The Justice Department has accused the Chinese government of running an elaborate cyberhacking operation aimed at stealing secrets from Western companies, including U.S. businesses, racing to develop a coronavirus vaccine to deal with the COVID-19 pandemic that began in China six months ago.
In charges filed this month and unsealed Tuesday, federal prosecutors accused two Chinese hackers working with the government in Beijing of stealing hundreds millions of dollars and secrets through a years-long operation that has recently targeted biotechnology companies, including one in Maryland and another in Massachusetts.
The charges were leveled in Spokane, Washington, days after American, Canadian and British officials issued a separate advisory accusing Russian hackers of similarly targeting outfits developing the vaccine. The revelation sparked bipartisan condemnation in Washington and outrage among world leaders.
The hacking operations show the stakes involved in the race to stop COVID-19, which has resulted in a global economic meltdown, frozen international travel and contributed to the deaths of at least 140,000 Americans.
Companies around the world are rushing to develop and test a vaccine and promising treatments that have the power to move global markets.
The 11-count indictment Tuesday accused Li Xiaoyu, 34, and Dong Jiazhi, 33, of conducting a global corporate hacking campaign for more than a decade. Both have worked with the Chinese government and are believed to have researched vulnerabilities in the computer networks of companies publicly known for their work on vaccines and treatments.
Beijing has previously rejected allegations of state-backed hacking operations, but the Chinese government gave no comment Tuesday.

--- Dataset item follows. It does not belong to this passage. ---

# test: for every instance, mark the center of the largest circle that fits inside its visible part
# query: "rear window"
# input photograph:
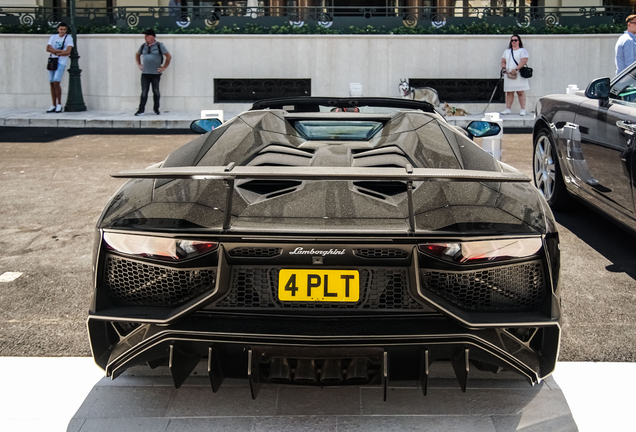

Although the indictment didn’t indicate whether hackers obtained any COVID-19 research, U.S. prosecutors left no doubt that they believe Beijing was trying to learn on the sly what leading American researchers knew.
Assistant Attorney General John Demers told reporters that China “has now taken its place, alongside Russia, Iran and North Korea, in that shameful club of nations that provide a safe haven for cybercriminals in exchange for those criminals being ‘on call’ to work for the benefit of the state.”
He said the long and varied list of companies, rights organizations and political activists targeted over the years was a clear sign that Mr. Li and Mr. Dong were linked to the government in Beijing.
“You can see by the variety of the hacks that they did know they were being directed by the government,” Mr. Demers said at a news conference in Washington. “Extorting someone for cryptocurrency is not something that the government is usually interested in, nor are criminal hackers are not usually interested in human rights activists and clergymen.”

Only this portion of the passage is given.